初演も見てますので、2回目なんですが、けっこう忘れていて、漫画チックな演出を楽しみました。ワグネリアンじゃない者には、こういう楽しいびっくりおもちゃ箱のような演出のほうが分かりやすいし、たいくつしなくていいと思います。
下心があるにせよ、前回より、親を必死でやっているミーメに同情しちゃいましたが、立派なヴォルフガング・シュミットだったからでしょうね。
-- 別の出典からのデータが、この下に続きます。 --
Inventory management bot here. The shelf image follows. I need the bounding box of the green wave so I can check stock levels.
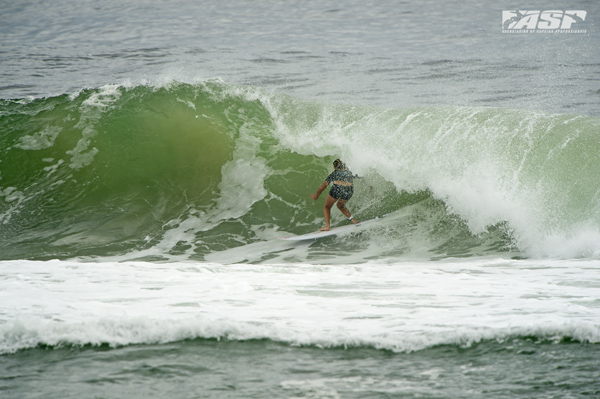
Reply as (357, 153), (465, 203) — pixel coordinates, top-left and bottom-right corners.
(0, 81), (600, 261)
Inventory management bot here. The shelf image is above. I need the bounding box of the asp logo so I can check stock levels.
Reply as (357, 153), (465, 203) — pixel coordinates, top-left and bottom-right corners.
(502, 10), (587, 33)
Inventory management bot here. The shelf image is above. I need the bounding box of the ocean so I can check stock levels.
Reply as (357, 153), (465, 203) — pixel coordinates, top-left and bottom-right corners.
(0, 0), (600, 399)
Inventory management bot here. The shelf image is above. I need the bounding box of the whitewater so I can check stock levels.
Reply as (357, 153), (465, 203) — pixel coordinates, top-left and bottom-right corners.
(0, 0), (600, 399)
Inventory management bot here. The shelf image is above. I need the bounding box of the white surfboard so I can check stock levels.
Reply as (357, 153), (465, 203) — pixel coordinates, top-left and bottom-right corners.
(279, 215), (386, 241)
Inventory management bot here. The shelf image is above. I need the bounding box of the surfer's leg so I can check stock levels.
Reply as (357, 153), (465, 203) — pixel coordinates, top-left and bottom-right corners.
(321, 195), (337, 231)
(338, 199), (358, 224)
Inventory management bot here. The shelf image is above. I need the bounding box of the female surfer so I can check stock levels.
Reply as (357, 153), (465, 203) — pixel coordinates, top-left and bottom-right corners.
(310, 159), (358, 231)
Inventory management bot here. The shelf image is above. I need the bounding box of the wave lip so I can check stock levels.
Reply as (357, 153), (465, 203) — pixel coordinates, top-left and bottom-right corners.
(0, 81), (600, 262)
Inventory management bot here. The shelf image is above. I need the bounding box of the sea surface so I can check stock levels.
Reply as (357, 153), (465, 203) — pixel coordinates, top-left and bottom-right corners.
(0, 0), (600, 399)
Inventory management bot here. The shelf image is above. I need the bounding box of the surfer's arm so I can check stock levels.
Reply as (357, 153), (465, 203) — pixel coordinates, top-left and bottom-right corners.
(310, 180), (329, 201)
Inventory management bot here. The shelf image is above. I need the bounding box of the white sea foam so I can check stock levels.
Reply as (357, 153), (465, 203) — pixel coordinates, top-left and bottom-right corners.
(0, 259), (600, 353)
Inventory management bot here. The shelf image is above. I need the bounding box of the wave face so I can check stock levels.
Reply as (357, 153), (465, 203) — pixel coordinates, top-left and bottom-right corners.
(0, 81), (600, 262)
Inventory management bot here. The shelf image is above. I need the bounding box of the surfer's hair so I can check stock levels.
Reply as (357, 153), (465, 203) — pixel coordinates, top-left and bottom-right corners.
(333, 158), (346, 169)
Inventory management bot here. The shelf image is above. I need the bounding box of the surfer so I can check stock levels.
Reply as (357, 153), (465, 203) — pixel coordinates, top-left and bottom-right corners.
(310, 159), (358, 231)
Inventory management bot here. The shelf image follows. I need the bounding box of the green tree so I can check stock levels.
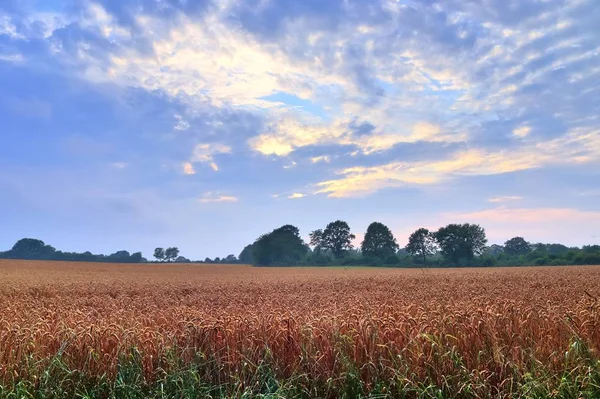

>小鳥が《ジークフリート》上演史上初めて舞台上に登場したのがこの“トーキョーリング”なのだそうです。
そうなんですか....知りませんでした。これは自慢できますね。

私は8列目で、舞台の奥もよく見えてよかったです。こういう演出では、オペラグラスを使っているとわけがわからなくなりますから、近くて全体が良く見える席がいいですね。

TBしますので、よろしくお願いします。
by keyaki (2010-03-08 16:51) 

しま

keyakiさん>
TB承認させていただきました。

>びっくりおもちゃ箱のような演出
はい。ご一緒したstraycatさんとも、「こういう演出のほうが(初心者の私達にとっては)押し付けがましくなくていいよね~」と話していました。
単純明快なヴェルディとは違って、ワーグナーは歌詞も哲学的で一朝一夕には理解できそうもありません;;;

>小鳥が《ジークフリート》上演史上初めて舞台上に登場した
keyakiさんに突っ込まれるとドキっとしてしまいますが(笑)、mixi内のコミュニティでどなたかがそのように仰っていたのです。
私も裏をとったわけではないので、違っていたらすみませんです。

keyakiさんも良い席でご覧になったんですね。
確かに、オペラグラスではちょっと辛そうです。
私のような門外漢がこんな良席に座っていいものか…と、恐縮しつつ、楽しませていただきました。